Riverside-San Bernardino Industrial Market Report

Midyear 2025 Industrial Investment Outlook

Impacts of Port Volatility Extend to Inland Hub; Supply
Constraints and Population Gains Lift Outlook

Development pullback cushions tariff-driven consolidation. As California’s primary cargo freight hub, the Inland Empire is bearing the brunt of tariff-driven import declines. Early second-quarter data shows over 4 million square feet of negative net absorption, with Riverside and San Bernardino seeing the largest tenant move-outs. Import-reliant firms like DHL Supply Chain and Kohl’s have relinquished space, contributing to a broader trend of big-box tenants vacating distribution facilities over 300,000 square feet, where vacancy is nearing 10 percent.
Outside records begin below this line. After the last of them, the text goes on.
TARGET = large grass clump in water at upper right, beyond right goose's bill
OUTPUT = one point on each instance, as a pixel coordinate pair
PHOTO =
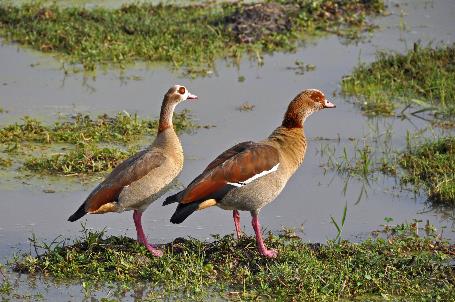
(424, 76)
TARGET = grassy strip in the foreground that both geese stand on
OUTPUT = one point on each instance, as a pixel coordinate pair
(400, 268)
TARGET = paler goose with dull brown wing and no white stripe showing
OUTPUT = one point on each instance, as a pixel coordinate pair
(145, 176)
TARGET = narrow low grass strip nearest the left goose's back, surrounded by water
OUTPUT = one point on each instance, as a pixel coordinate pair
(85, 159)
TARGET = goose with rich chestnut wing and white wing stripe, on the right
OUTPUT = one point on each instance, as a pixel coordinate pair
(249, 175)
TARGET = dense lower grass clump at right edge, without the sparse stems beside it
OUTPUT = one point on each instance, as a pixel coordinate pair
(432, 165)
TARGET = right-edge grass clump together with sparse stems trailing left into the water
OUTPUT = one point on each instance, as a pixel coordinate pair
(428, 164)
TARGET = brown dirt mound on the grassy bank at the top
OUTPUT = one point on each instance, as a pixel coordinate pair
(251, 23)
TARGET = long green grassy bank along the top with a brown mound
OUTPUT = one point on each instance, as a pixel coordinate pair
(192, 36)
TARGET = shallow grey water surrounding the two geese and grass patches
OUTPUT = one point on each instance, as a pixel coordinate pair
(311, 196)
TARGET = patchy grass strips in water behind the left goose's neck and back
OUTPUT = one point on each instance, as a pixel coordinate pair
(84, 145)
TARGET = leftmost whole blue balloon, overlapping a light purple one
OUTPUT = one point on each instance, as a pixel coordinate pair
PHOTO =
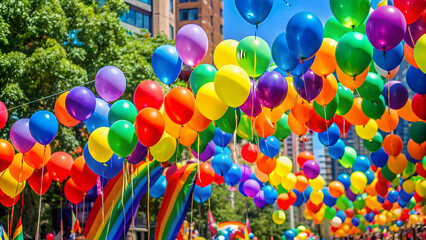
(43, 126)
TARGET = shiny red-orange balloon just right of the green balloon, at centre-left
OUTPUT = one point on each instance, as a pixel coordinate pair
(149, 126)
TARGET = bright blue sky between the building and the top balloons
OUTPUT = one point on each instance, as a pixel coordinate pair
(235, 27)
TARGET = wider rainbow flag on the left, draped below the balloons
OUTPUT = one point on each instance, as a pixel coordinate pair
(117, 219)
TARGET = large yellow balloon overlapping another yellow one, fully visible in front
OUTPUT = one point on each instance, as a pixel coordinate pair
(232, 85)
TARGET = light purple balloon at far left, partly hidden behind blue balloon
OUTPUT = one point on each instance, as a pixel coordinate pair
(20, 135)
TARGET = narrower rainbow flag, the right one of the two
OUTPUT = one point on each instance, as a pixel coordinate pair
(176, 202)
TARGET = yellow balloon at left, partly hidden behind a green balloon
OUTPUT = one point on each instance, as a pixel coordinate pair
(98, 145)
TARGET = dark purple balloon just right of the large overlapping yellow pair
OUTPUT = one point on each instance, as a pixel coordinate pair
(271, 89)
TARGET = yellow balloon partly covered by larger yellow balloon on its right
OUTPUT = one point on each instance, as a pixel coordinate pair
(209, 103)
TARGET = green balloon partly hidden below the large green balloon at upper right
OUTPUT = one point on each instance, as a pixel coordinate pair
(372, 87)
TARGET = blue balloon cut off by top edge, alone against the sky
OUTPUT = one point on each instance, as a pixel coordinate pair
(254, 11)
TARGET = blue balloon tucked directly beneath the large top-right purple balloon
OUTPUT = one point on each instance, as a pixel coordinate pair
(389, 60)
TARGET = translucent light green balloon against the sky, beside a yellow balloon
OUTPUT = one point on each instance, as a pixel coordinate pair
(253, 51)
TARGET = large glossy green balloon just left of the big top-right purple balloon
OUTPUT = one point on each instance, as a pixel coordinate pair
(354, 53)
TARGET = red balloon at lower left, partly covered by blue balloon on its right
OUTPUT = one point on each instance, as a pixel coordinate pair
(82, 175)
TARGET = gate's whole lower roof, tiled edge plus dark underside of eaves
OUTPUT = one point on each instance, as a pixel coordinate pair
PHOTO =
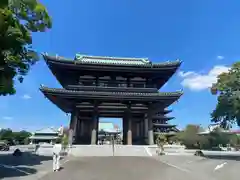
(64, 98)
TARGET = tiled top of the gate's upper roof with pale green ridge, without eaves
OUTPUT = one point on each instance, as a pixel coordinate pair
(136, 62)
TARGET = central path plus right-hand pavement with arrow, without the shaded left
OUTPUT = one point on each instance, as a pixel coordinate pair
(146, 168)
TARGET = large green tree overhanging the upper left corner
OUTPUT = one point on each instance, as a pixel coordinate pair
(18, 19)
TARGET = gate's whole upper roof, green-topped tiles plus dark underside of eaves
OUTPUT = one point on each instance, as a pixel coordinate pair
(159, 73)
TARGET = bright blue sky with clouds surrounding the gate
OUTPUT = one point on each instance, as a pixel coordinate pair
(204, 34)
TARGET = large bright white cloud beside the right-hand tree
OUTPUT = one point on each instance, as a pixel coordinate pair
(197, 81)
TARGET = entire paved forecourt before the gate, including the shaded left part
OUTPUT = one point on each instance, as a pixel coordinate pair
(106, 168)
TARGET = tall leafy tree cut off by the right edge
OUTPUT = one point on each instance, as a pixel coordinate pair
(227, 89)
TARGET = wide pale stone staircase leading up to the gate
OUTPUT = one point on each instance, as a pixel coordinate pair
(107, 150)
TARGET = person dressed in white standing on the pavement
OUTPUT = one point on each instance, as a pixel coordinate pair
(57, 148)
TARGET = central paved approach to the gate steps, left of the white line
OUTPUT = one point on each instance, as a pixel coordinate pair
(117, 168)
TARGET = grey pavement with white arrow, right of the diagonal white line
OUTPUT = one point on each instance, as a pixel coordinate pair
(204, 168)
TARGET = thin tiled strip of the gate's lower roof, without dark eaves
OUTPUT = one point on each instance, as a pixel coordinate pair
(61, 90)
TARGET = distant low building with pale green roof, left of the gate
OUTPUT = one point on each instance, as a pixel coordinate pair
(47, 135)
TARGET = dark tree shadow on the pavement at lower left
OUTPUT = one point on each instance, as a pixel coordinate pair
(12, 166)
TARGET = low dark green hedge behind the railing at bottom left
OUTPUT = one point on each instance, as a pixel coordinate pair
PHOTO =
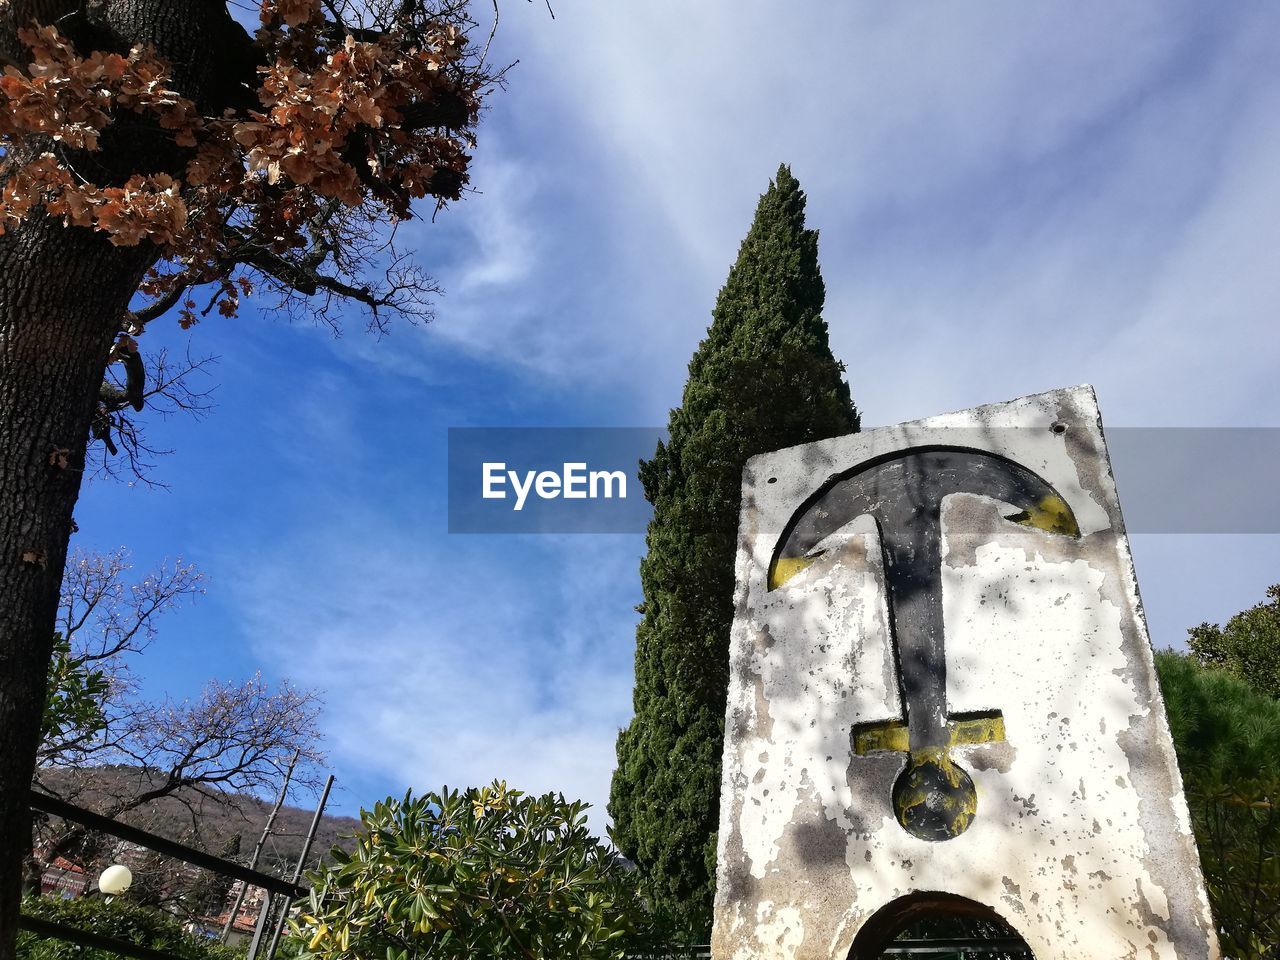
(115, 918)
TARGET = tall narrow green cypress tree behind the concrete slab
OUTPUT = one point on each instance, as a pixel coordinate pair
(762, 380)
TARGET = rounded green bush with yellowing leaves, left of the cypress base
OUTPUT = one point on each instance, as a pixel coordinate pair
(479, 874)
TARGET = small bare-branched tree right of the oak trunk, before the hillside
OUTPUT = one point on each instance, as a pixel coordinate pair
(180, 770)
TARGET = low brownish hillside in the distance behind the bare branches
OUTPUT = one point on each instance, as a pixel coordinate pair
(223, 826)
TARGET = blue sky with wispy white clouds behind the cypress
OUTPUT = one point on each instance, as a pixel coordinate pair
(1012, 198)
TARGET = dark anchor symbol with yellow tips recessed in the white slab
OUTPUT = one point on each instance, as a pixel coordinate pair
(934, 798)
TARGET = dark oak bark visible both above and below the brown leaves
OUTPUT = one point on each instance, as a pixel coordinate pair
(63, 292)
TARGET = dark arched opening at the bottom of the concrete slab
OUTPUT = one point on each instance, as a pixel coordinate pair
(936, 926)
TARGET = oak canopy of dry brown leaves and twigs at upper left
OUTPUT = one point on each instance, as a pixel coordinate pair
(332, 118)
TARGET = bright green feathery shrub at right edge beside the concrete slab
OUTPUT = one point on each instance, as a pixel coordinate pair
(1228, 742)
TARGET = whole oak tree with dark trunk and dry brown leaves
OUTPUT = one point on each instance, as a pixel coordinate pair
(161, 158)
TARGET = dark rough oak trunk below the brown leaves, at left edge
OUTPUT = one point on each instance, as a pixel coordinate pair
(62, 296)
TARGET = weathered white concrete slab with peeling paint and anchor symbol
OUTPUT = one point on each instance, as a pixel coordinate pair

While domestic-facing users such as medical and food distributors should remain more resilient, leasing activity will likely stay subdued as tenants await trade policy clarity. Nevertheless, total delivered industrial space in 2025 is set to fall by nearly 50 percent from the prior three-year average, helping limit further vacancy increases. Longer term, completions are expected to moderate after California enacted stricter warehouse development rules — including deeper setbacks, mandatory truck-route planning and upgraded energy standards — with full rollout set for January 2026.